“A Union dividend”
The UK government has started talking in terms of a Union dividend for Scotland. They tell us there is a “Union dividend of £1941 per person” in Scotland “demonstrating the strength of all parts of the UK working together”.
The “dividend” has two parts. Scottish taxpayers pay on average £308 a year less tax than the UK average. Scotland receives £1633 more public spending per person a year. The dividend of £1941 is up 7.5% on last year.
It is interesting that this increase has happened at a time when polls suggest support for independence is rising. This implies voters in Scotland either do not know this fact, or think there are more important things than taxes and spending levels.
The government is making an economic case for the Union. It points out Scotland would be massively in deficit if it were not part of the UK. The devolved Scottish government which has been given £6.5bn more to spend during the CV 19 crisis would be struggling on its own, with a £15bn or 8.4% budget deficit before the pandemic recession. This means an even bigger running deficit now.

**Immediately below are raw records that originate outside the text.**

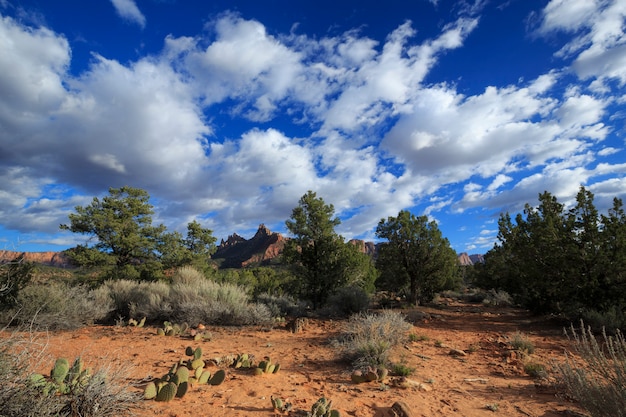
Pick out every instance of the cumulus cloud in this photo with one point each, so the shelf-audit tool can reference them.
(599, 44)
(366, 131)
(127, 9)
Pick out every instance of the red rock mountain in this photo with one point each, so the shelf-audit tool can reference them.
(261, 249)
(234, 252)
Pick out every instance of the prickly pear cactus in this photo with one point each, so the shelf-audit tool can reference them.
(60, 370)
(150, 392)
(322, 408)
(167, 392)
(218, 377)
(182, 389)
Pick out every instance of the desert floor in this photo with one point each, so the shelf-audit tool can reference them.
(488, 380)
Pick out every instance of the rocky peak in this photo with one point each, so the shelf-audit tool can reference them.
(238, 252)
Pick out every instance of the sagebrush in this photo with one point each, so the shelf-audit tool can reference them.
(598, 383)
(367, 339)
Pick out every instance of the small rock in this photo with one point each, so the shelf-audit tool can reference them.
(457, 352)
(401, 409)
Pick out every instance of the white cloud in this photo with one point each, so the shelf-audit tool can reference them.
(599, 43)
(127, 9)
(372, 138)
(33, 63)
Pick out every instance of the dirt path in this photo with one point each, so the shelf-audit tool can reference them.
(489, 379)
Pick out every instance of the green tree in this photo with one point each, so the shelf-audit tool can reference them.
(126, 244)
(415, 254)
(14, 276)
(551, 259)
(195, 249)
(320, 257)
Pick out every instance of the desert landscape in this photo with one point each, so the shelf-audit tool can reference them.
(462, 359)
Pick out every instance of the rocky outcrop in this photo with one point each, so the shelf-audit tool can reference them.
(58, 259)
(368, 248)
(261, 249)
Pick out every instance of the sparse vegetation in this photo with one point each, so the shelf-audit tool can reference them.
(190, 298)
(413, 337)
(402, 369)
(104, 393)
(58, 305)
(522, 344)
(599, 384)
(536, 370)
(368, 338)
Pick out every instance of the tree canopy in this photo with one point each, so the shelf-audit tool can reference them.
(416, 255)
(124, 239)
(553, 259)
(319, 256)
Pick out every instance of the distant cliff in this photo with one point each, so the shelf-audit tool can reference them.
(58, 259)
(261, 249)
(234, 252)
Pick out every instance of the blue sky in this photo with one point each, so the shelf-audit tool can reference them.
(227, 112)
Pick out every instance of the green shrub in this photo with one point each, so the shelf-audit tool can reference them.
(367, 339)
(599, 387)
(522, 343)
(14, 276)
(106, 394)
(280, 306)
(56, 305)
(347, 301)
(402, 369)
(610, 320)
(189, 298)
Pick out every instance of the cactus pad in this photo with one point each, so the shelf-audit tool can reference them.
(167, 393)
(182, 389)
(218, 377)
(150, 391)
(204, 377)
(60, 370)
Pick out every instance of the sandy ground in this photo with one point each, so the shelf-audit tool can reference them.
(488, 380)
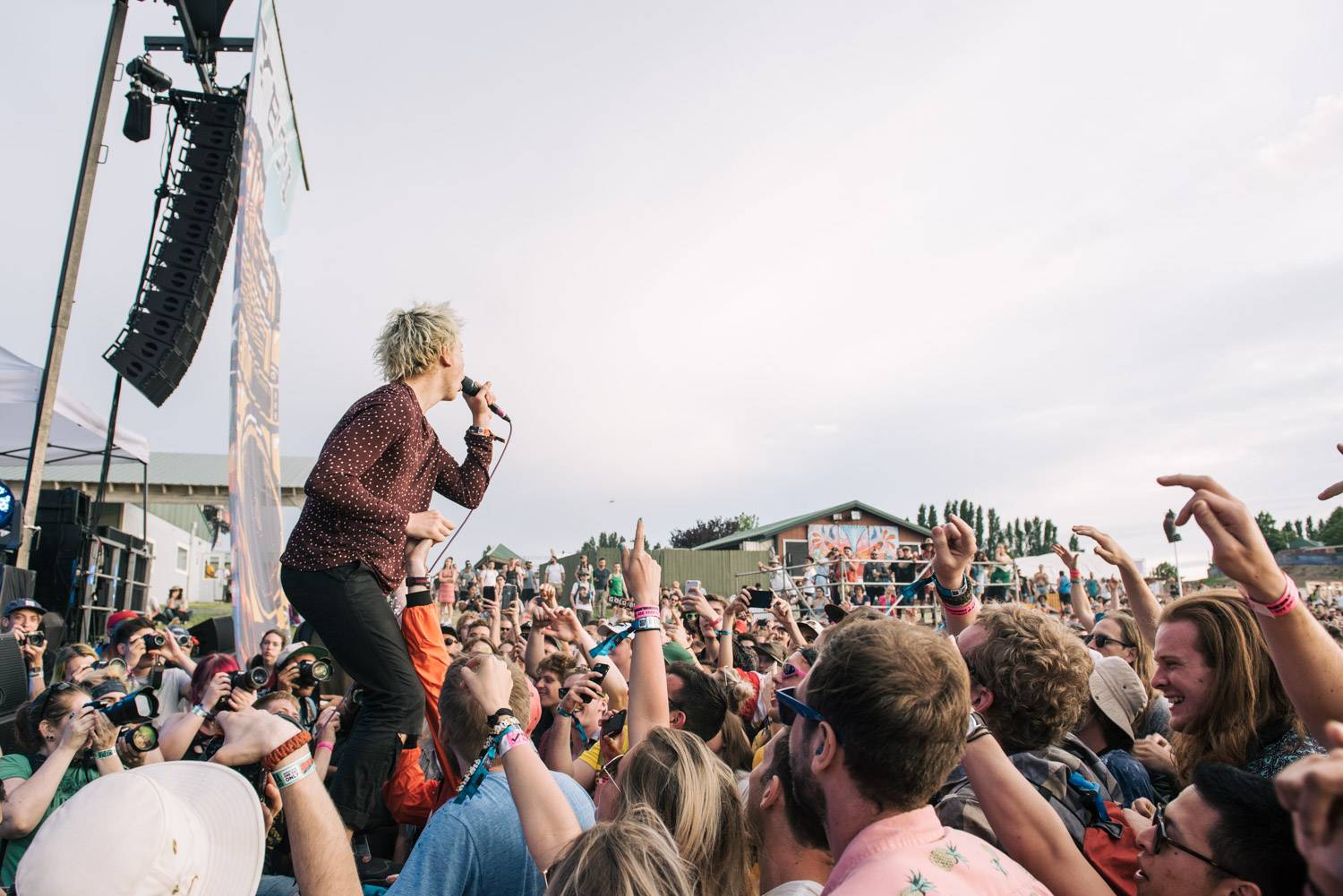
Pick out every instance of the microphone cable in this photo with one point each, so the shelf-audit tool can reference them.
(467, 517)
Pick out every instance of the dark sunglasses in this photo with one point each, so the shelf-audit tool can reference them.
(790, 707)
(1162, 839)
(1103, 641)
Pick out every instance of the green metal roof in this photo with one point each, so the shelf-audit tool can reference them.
(775, 528)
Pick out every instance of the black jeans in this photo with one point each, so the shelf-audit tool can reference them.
(352, 616)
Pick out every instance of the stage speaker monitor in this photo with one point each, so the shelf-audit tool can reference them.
(215, 636)
(13, 675)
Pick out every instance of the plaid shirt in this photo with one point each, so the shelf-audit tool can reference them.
(958, 806)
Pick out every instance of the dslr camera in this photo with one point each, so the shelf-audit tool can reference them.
(312, 672)
(136, 708)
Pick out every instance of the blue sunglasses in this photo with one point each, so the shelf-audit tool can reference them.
(790, 707)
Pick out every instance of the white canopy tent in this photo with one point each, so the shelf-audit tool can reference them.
(77, 432)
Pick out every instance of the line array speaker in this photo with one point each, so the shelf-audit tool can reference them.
(191, 242)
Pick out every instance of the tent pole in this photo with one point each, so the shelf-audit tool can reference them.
(69, 273)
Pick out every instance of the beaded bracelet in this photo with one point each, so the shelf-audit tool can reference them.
(295, 772)
(284, 750)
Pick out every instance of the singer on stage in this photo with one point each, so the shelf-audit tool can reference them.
(367, 496)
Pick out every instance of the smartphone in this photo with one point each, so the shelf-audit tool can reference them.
(612, 726)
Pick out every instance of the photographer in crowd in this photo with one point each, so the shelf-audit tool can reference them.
(23, 619)
(64, 746)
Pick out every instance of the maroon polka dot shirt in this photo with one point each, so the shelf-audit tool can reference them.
(379, 465)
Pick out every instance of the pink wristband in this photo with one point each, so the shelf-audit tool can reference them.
(963, 610)
(1279, 608)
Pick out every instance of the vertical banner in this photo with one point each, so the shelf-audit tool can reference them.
(270, 179)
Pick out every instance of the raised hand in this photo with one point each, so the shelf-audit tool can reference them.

The Union itself should not be in doubt as it was settled for a generation by a referendum a few years ago. I have always only wanted volunteers in our Union and pledged to respect whatever decision the Scottish people took in their big vote. Now is not the time to have another. Wanting to belong to a country is more about feeling and loyalties than about money for the believers on both sides of the argument.
For those with less passion about the issue it is important to remember the inability of the independent Scotland side to settle on what currency an independent Scotland would have or how it would handle a collapse in oil prices which duly happened. What do you think about the current level of the Scottish “dividend”? Why is there no English dividend?